28話:You took the best parts of my life

アドレイドはいつの間にか廃村の中を歩いていた。

「……っ」

先刻森の中の孤児院にて襲撃された時、撃たれた傷が痛む。
命に関わる程のものでは無いと思いたいが、森の中を走ったため感染症も心配だった。
しかしそれを心配してもアドレイドにはどう処置すれば良いのか分からなかったのだが。
痛みを我慢しながら適当に歩いていると、薄汚い大きな犬と出くわす。

「あ? 誰だ?」
「あ、あんたも参加者…? の、乗ってない?」
「乗ってるって、殺し合いにか? ああ乗ってねぇよ」
「本当に……?」
「……? おいアンタ怪我してんじゃねぇか、撃たれたのか?」

犬がアドレイドの傷を見付け心配する素振りを見せる。

「森の中の孤児院で、殺し合いに乗ってる奴と出くわして、撃たれたのよ……」
「マジか、大変だったな…手当の方法分からん」
「うう……」
「どんな奴に襲われたんだ」
「ええと、青い猫の獣人の少女で……あっ、あんな感じの子、あ、あれ?」


ダァン! ダァン! ダァン! ダァン!


「ぬおおおお!?」

アドレイドが指差した方向には確かに青っぽい毛皮の猫獣人の少女が立っていて、
そしてその少女はアドレイドと犬に向け持っていた拳銃を発砲し始めた。
銃弾は犬――ドーグラスには当たる事は無かったが、アドレイドの心臓の辺りに一発が食い込んだ。
アドレイドは胸を押さえ血の泡を吹きながら苦しみ、数秒後、地面に崩れ落ち動かなくなった。

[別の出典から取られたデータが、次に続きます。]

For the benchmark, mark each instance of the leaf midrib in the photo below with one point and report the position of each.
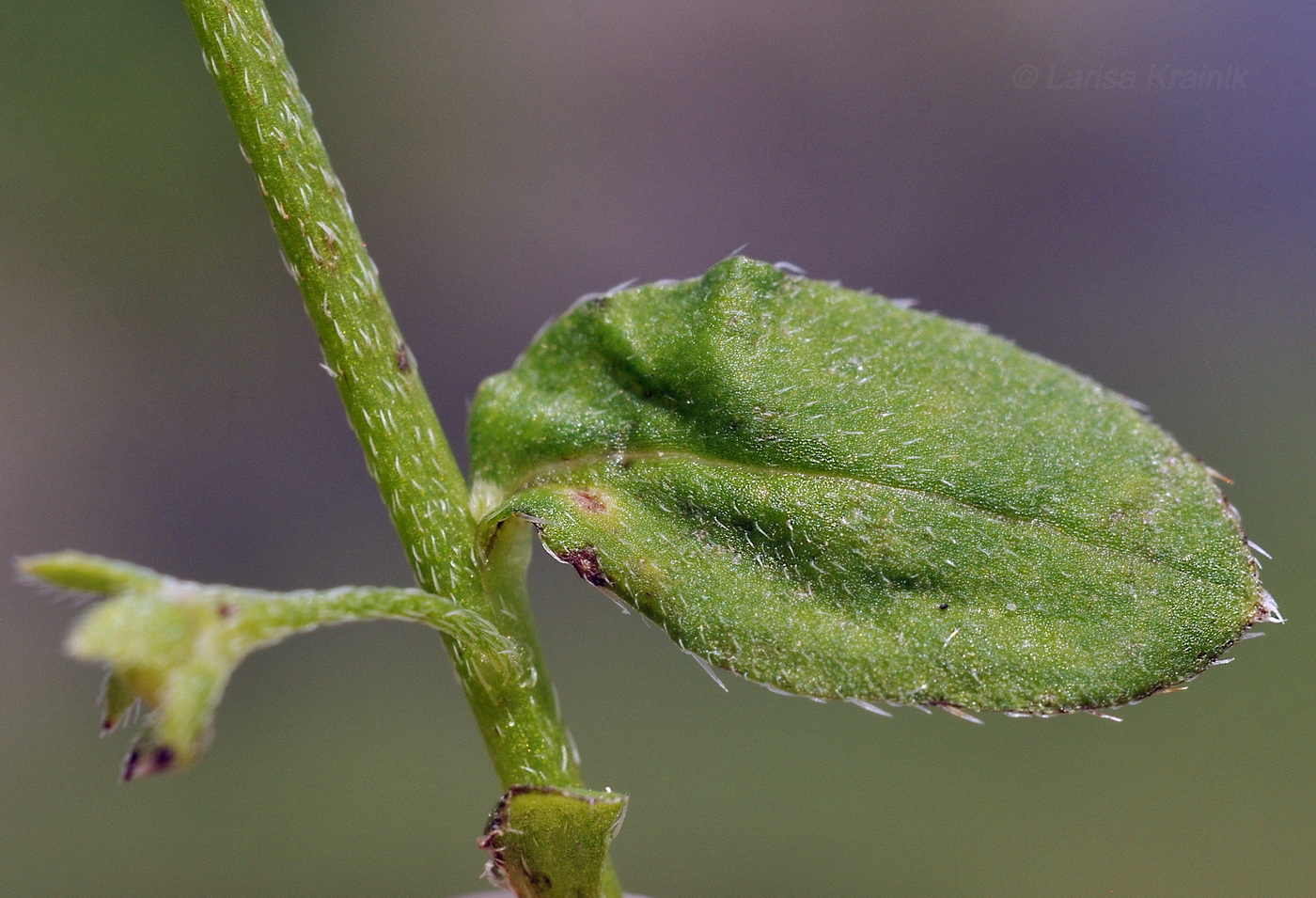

「見付けた見付けた……でも、もう一人、いや一匹、いたね」
「おいおい……」

先刻の平田洋明に続き、またしても面倒そうな奴に遭ってしまったと、ドーグラスは心の中で嘆く。

「逃げよう」
「待ってよ……折角見付けたんだから」

ダァン! ダァン!

「畜生、死んでたまるか!」

ドーグラスは銃弾をかわしつつ必死に逃走を図った。
しかし少女――井本萌実もまた、楽しそうな笑みを浮かべながらドーグラスの事を追い始める。
その二人の様子を廃屋の物影から伺う者がいた――ドーグラスを追う平田洋明。
ようやく目的のドーグラスを発見したのは良いが先に襲撃している者がおり、やむを得ず隠れて様子を見ていたのだが。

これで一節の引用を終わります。